5xx spike on appservers

5xx errors on appservers
mysql spikes
appservers RED dashboard
appservers RED dashboard
events in alerting dashboard

Timeline

21:02 - first alerts show up on IRC, bot notifies about 'High average GET latency on API appservers'

21:02 - an alerting page was sent for "ProbeDown (ip4_api-https) (3215)". It was ACKed within the same minute (46241)

21:03 - an alerting page was sent for: "PHPFPMTOOBusy api_appserver (3216)"

21:04 - An incident was opened. dzahn becomes IC.

21:07 - dzahn sends manual page to SRE via Klaxon to ask for help.

21:09 - DBA marostegui joins and immediately identifies db1143 as non-response, depools it from service

21:10 - A shower of recoveries starts almost instantly, traffic recovers.

21:10 - https://phabricator.wikimedia.org/T326590 is created by users noticing broken suggestions service on Wikidata.

21:12 - recovery page is sent for event 3215

21:13 - recovery page is sent for event 3216

21:17 - recovery page is sent for event 3218 *ipv4 probes prometheus eqiad*, api-https has failed probes

21:18 - recovery page is sent for event 3219, *PHPFPMTooBusy parsoid*

21:24 - recovery page is sent for event 3220 *MariaDB Replica Lag: s4*

Detection

alerting via icinga/alertmanager/victorops - SMS was sent to SREs on on-call duty shift. manual escalation via Klaxon to more SREs.

Conclusions

Maybe onLinksUpdateComplete should not always lok for commons file usage changes or have some throttle.

What went well?

alerting worked, reaction time was fast
DBA was available and able to identify and depool the relevant server quickly which almost instantly solved the issue

What went poorly?

We got more recovery pages than original alert pages or at least some of us and we are not sure why.

Where did we get lucky?

That this doesn't happen more often.

Links to relevant documentation

Dbctl#Completely depool a host

Actionables

Ticket for MediaWiki? - possibly https://phabricator.wikimedia.org/T314020?

Scorecard

Incident Engagement ScoreCard
	Question	Answer (yes/no)	Notes
People	Were the people responding to this incident sufficiently different than the previous five incidents?	yes
	Were the people who responded prepared enough to respond effectively	yes
	Were fewer than five people paged?	yes
	Were pages routed to the correct sub-team(s)?	no
	Were pages routed to online (business hours) engineers?
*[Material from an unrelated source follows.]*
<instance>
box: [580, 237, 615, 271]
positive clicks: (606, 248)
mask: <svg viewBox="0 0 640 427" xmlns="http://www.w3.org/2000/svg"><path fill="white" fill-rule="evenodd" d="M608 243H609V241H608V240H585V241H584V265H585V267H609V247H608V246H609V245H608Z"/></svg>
Answer “no” if engineers were paged after business hours.	yes	2 on-callers but they escalated to SRE via klaxon
Process	Was the "Incident status" section atop the Google Doc kept up-to-date during the incident?	no	but the incident just lasted ~10 minutes, so that was ok
	Was a public wikimediastatus.net entry created?	yes	but only retroactively. we did not know if it was an attack at first
	Is there a phabricator task for the incident?	yes	kind of, https://phabricator.wikimedia.org/T326590 was created and was caused by it but is about one specific effect of it and user created
	Are the documented action items assigned?	n/a
	Is this incident sufficiently different from earlier incidents so as not to be a repeat occurrence?	yes
Tooling	To the best of your knowledge was the open task queue free of any tasks that would have prevented this incident? Answer “no” if there are open tasks that would prevent this incident or make mitigation easier if implemented.	yes	There might be a ticket about onLinksUpdateComplete but this needs input from mw developers.
	Were the people responding able to communicate effectively during the incident with the existing tooling?	yes
	Did existing monitoring notify the initial responders?	yes
	Were the engineering tools that were to be used during the incident, available and in service?	yes
	Were the steps taken to mitigate guided by an existing runbook?	no	it was using dbctl, not sure if "db server is overloaded -> depool" counts as runbook
Total score (count of all “yes” answers above)